Le pape des escargots
de Henri Vincenot

critiqué par Hexagone, le 25 août 2006
( - 53 ans)


La note:  étoiles
L'évêque de la Nature
Quel enthousiasme, quel allégresse à la lecture de ce livre.
Chaque coin de page recèle un trésor de joie simple, comme au détour d'une friche ou d'un vallon. Tous les mots respirent la gaité d'une campagne aujourd'hui disparue. Le bon sens de ses habitants, la générosité dans les rapports humains et dans le travail. L’exaltation de l'homme baigné et bercé dans son environnement. Celui dont il est issu, comme une sculpture de son marbre. Redevable envers les siens et sa terre, Respectueux de son passé comme de son avenir. Un livre qui est une fenêtre ouverte sur le monde de Vincenot. Le bourdonnement des abeilles, la chaleur du soleil de Bourgogne et le sucre du miel vous griseront l'âme.
Le pape des escargots c'est la Gazette, personnage haut en couleurs, fantasque et généreux. Sorte de barde des monts, Druide de la nature. Celui-ci pense trouver en Gilbert son successeur.
Gilbert est un sculpteur autodidacte, naturel et inné. Prodigieux talent qui se dévoue à la sculpture de personnages bibliques. Cela afin de restaurer une chapelle, élevée sur un ancien autel celte.
Vivant en ermite entièrement dévoué à son art.
Mais Gilbert, attiré par la réussite et la cupidité, se laisse envoûter par le miroir aux alouettes de deux escrocs qui décèlent en lui un énorme potentiel de sculpteur, ainsi qu'une manne financière.
Quittant sa Bourgogne pour monter à Paris, Gilbert va faire l'apprentissage du vice, et en homme plein de bon sens, s'apercevra assez tôt que cette vie n'est pas la sienne.
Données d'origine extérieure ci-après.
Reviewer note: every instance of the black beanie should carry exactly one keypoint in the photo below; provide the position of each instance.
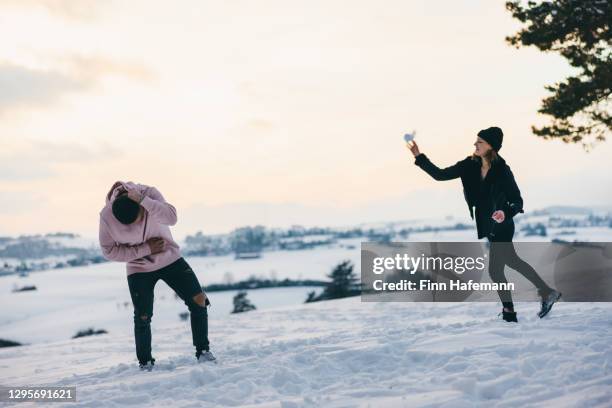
(493, 136)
Faisant la rencontre d'un compagnon sculpteur, Gilbert va suivre celui-ci au travers d'un voyage initiatique, qui va l'amener à restaurer des cathédrales.
Chemin faisant il va se rapprocher de son village natal et retrouver l'amour perdu des yeux, mais non du coeur.
Ce roman n'a rien de gothique malgré la présence de cathédrales. Païen par endroits, iconoclaste en tout cas.
Vincenot sait dépeindre habilement et sans fioritures les paysages ruraux et les états d'âme de ses habitants.
Un voyage formidable au travers d'un temps que les moins de vingt ans ....
Ecrivain enraciné 6 étoiles

S'il y a un personnage qui ressort de cette fable moderne, c'est bien le Duché de Bourgogne et particulièrement le pays d'Auxois dont est issu Henri Vincenot, sorte de Barrès contemporain et qui serait le pendant campagnard du chantre lorrain.
C'est en effet une exaltation à chaque page de la Bourgogne qui est donnée au lecteur: son art, le parler de ses habitants, le bon sens de sa population, son art de vivre ancestral. La Gazette n'est que le prétexte pour Vincenot à défendre ces traditions, ses connaissances qu'il voit disparaître au fur et à mesure que le Progrès pénètre jusque dans les campagnes aux confins du Morvan et du Dijonnais. Enraciné et antimoderne donc, tout ce qui pouvait me plaire. D'autant que Vincenot est doté d'un style propre mais impeccable.
Cependant, ce roman pèche par certains travers et notamment sa longueur, il aurait mérité d'être amputé d'un quart, notamment la fin qui s'étale inutilement. Par ailleurs, l'emploi excessif d'un vocabulaire issu du patois bourguignon finit par être lassant et frôle parfois la caricature, ce qui gâche la très bonne impression qu'on a de l'ensemble de ce livre qui constitue selon les amateurs le chef d'oeuvre de cet écrivain si particulier, OVNI littéraire au mitan d'un vingtième siècle qui aura vu une transformation majeure des campagnes auxquelles était si attaché Vincenot l'enfant de la terre de Bourgogne.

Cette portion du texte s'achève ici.